London healthcare 'heads towards crisis', say doctors


Hospital ward
BMA predicts the NHS will need to cut hospital services in London

London hospitals "could close as healthcare in the capital heads towards a major financial crisis", the British Medical Association (BMA) has said.

As much as £5bn could be cut from NHS London's budget by 2017, it claimed.

The BMA's report, London's NHS On The Brink, predicts that from 2011 there will be a freeze on NHS budgets, with the worst cuts falling in London.
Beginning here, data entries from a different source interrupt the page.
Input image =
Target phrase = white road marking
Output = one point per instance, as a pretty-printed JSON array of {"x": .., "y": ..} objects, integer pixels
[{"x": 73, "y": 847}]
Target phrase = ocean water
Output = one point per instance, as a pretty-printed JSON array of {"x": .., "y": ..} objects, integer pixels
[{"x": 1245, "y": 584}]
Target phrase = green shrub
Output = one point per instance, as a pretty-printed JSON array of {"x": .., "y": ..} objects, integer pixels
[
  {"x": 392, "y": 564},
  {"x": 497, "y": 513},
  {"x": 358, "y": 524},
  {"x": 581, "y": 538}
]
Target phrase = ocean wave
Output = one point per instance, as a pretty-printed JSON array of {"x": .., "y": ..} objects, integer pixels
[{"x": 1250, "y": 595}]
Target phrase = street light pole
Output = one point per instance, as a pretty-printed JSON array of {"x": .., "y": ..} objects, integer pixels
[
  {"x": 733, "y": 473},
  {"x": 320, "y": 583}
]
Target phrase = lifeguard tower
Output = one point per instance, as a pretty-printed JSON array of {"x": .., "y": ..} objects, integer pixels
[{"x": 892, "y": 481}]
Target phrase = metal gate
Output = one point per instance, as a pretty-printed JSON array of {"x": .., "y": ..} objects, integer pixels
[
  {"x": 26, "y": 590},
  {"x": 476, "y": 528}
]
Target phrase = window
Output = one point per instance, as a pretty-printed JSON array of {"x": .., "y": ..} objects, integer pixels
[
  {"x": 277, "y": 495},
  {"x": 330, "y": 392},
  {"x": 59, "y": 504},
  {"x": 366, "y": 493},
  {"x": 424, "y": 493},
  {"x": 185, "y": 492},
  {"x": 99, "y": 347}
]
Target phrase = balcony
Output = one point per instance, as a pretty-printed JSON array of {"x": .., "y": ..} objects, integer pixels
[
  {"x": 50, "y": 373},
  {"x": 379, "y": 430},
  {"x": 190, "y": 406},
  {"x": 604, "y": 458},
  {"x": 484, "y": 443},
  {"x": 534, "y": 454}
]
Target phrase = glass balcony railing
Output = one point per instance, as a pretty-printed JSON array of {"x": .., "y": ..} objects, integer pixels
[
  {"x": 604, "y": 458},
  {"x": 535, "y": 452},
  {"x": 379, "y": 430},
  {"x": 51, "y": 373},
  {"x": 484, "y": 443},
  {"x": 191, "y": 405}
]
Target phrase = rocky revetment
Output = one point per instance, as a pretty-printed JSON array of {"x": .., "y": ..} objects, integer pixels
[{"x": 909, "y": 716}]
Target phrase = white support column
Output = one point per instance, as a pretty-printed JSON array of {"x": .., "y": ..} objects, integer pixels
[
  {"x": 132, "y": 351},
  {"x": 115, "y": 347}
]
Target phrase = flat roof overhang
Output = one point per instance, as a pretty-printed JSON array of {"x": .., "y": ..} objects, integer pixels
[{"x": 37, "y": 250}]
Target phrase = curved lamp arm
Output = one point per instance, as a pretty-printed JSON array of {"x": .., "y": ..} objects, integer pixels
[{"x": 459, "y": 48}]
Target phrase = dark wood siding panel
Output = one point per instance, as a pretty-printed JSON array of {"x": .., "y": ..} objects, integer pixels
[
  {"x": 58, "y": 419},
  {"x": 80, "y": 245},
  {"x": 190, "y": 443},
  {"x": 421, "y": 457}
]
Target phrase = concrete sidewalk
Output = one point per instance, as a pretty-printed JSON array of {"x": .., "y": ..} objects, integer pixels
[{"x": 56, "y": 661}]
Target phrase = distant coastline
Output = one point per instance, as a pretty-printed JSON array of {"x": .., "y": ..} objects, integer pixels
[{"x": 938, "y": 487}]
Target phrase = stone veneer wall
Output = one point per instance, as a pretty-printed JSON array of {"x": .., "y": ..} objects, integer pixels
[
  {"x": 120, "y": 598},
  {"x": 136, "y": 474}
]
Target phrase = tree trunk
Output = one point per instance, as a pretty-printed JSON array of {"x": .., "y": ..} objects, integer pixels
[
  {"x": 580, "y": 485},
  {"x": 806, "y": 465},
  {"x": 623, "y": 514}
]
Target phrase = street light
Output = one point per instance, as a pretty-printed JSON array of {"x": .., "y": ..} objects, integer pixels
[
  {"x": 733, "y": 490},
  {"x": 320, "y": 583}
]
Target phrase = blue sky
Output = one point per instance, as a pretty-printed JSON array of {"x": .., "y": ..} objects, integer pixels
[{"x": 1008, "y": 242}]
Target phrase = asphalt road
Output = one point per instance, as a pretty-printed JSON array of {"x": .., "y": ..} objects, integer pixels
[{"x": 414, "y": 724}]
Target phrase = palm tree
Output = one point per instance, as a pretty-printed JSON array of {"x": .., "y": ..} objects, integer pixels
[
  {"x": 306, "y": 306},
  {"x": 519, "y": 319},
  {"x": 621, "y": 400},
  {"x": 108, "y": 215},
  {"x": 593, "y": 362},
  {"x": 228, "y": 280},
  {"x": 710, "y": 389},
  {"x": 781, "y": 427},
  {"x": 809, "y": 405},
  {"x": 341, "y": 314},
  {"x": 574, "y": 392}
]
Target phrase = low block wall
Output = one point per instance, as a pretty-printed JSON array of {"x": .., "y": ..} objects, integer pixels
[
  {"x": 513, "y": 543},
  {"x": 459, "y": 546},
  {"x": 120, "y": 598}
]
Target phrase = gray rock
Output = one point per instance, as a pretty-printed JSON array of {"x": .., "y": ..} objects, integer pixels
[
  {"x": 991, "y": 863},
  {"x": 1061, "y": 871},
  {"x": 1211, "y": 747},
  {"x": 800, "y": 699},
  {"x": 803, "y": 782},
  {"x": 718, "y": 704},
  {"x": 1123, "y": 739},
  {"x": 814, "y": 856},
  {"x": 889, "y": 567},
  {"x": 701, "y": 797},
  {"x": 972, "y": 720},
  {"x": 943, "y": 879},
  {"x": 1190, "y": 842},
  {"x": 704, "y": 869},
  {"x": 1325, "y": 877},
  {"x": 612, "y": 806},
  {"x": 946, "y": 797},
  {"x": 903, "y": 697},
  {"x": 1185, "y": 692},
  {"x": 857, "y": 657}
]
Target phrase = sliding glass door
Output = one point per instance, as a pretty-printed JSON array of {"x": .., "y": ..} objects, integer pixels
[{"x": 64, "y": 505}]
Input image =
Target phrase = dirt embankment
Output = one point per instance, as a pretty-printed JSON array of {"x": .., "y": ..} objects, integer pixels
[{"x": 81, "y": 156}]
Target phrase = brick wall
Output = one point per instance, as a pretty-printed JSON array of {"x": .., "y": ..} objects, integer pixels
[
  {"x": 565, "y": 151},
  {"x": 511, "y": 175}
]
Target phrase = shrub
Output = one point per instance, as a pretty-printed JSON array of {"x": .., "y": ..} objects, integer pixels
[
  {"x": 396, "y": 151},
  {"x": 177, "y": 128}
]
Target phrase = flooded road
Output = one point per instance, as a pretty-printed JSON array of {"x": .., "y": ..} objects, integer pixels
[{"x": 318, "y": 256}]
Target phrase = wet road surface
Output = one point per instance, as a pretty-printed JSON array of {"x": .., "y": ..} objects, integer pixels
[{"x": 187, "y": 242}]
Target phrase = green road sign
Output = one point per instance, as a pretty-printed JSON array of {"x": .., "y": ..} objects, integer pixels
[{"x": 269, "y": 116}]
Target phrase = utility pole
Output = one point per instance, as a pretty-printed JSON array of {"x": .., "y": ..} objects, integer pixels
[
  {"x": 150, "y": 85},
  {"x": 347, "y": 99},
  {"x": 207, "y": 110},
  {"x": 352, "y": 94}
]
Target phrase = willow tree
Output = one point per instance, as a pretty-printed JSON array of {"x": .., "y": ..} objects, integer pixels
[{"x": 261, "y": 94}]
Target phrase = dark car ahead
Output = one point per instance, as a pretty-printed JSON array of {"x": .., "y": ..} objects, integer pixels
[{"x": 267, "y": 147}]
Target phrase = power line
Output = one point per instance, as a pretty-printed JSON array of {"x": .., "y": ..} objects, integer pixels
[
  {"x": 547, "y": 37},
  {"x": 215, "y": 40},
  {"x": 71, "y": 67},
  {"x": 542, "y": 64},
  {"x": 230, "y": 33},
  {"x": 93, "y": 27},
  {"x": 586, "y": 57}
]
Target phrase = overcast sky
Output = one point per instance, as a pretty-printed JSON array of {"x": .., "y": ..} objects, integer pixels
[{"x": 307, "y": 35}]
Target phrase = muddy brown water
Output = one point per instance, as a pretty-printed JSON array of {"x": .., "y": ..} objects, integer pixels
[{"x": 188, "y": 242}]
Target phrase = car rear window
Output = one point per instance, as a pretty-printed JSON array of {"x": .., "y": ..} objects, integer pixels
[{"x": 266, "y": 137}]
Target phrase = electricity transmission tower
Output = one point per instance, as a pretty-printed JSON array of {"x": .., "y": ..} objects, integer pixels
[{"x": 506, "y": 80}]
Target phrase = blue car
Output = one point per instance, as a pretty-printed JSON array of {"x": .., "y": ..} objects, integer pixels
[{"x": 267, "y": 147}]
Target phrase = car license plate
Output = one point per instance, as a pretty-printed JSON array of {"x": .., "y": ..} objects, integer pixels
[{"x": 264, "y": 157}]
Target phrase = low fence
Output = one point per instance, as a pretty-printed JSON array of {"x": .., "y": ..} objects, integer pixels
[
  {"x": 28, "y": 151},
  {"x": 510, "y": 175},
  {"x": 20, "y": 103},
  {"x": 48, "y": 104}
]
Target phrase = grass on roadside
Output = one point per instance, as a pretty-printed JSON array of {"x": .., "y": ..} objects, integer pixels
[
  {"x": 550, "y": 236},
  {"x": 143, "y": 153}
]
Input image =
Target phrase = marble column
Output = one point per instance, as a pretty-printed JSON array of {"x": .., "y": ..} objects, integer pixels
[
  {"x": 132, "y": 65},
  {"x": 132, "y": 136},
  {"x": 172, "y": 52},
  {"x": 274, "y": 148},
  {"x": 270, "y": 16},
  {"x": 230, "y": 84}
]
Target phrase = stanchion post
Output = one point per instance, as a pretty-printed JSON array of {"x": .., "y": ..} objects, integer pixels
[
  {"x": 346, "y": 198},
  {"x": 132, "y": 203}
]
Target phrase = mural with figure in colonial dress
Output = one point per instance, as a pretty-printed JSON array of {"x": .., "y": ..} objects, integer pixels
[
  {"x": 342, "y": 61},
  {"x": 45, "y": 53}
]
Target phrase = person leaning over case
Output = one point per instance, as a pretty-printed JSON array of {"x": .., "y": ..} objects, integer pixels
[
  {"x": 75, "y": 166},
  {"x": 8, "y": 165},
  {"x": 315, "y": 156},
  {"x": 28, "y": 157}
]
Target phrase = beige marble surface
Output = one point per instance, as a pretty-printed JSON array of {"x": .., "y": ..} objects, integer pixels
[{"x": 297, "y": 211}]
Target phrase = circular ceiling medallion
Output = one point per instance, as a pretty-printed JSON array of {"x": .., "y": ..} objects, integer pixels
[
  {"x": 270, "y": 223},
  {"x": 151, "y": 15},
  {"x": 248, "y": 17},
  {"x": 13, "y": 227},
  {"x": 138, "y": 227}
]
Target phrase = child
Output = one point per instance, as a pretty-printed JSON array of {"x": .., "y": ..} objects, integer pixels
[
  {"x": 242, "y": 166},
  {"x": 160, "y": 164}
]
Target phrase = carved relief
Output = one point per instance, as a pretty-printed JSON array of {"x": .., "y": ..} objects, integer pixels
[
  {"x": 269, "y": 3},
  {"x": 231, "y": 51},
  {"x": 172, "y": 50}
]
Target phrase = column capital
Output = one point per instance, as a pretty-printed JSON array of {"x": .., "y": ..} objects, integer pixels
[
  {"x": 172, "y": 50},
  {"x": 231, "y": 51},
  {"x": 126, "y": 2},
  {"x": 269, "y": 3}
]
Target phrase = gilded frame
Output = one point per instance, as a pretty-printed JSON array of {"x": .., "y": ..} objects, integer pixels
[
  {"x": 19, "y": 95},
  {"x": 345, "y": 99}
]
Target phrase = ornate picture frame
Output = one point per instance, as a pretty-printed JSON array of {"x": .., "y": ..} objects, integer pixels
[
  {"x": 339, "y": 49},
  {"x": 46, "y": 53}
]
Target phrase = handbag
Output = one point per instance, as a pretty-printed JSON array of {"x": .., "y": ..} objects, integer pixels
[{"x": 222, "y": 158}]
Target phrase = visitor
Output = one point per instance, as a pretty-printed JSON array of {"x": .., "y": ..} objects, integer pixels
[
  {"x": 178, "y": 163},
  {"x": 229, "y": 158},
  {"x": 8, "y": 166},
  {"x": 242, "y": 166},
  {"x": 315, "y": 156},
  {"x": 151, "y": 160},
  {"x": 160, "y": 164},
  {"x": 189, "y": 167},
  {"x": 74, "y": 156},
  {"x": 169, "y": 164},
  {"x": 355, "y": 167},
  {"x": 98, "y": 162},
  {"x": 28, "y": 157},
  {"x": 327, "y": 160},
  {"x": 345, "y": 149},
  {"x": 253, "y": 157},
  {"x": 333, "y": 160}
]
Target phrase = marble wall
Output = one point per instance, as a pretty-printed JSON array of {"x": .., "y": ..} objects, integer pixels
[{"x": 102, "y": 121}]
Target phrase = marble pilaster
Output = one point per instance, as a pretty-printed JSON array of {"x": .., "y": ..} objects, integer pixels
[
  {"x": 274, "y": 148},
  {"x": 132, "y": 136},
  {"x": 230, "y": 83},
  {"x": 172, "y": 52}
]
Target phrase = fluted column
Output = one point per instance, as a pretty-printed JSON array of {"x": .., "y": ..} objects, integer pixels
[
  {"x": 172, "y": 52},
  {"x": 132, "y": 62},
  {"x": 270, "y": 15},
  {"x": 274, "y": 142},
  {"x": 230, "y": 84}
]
But an NHS spokesman said: "To give people leading expert care we also need to centralise some services."

'Unproven polysystems'

The BMA's report, written by health expert Dr John Lister, criticises some of the proposals that NHS London has made public, including:

  • Cutting the number of people going to hospital A&E departments by a target of 60% and the number going to hospital outpatients by 55%
  • Diverting millions of patients to "unproven polysystems" or clinics that have not yet been built
  • Cutting up to £1.1bn from London hospital budgets "forcing wide scale cutbacks and closures"
  • A 66% reduction in staffing of "non-acute services", including community services for older people and district nurses
  • A 33% cut in the length of GP appointment times

The report surveyed board papers and other published material from primary care trusts (PCTs) in London.

An NHS London spokesman said: "To give Londoners a better standard of NHS care we need to provide more of the services people use the most, closer to where people live.

"To give people leading expert care we also need to centralise some services to create, for example, dedicated stroke and trauma units," he added.

"This will save hundreds of lives every year."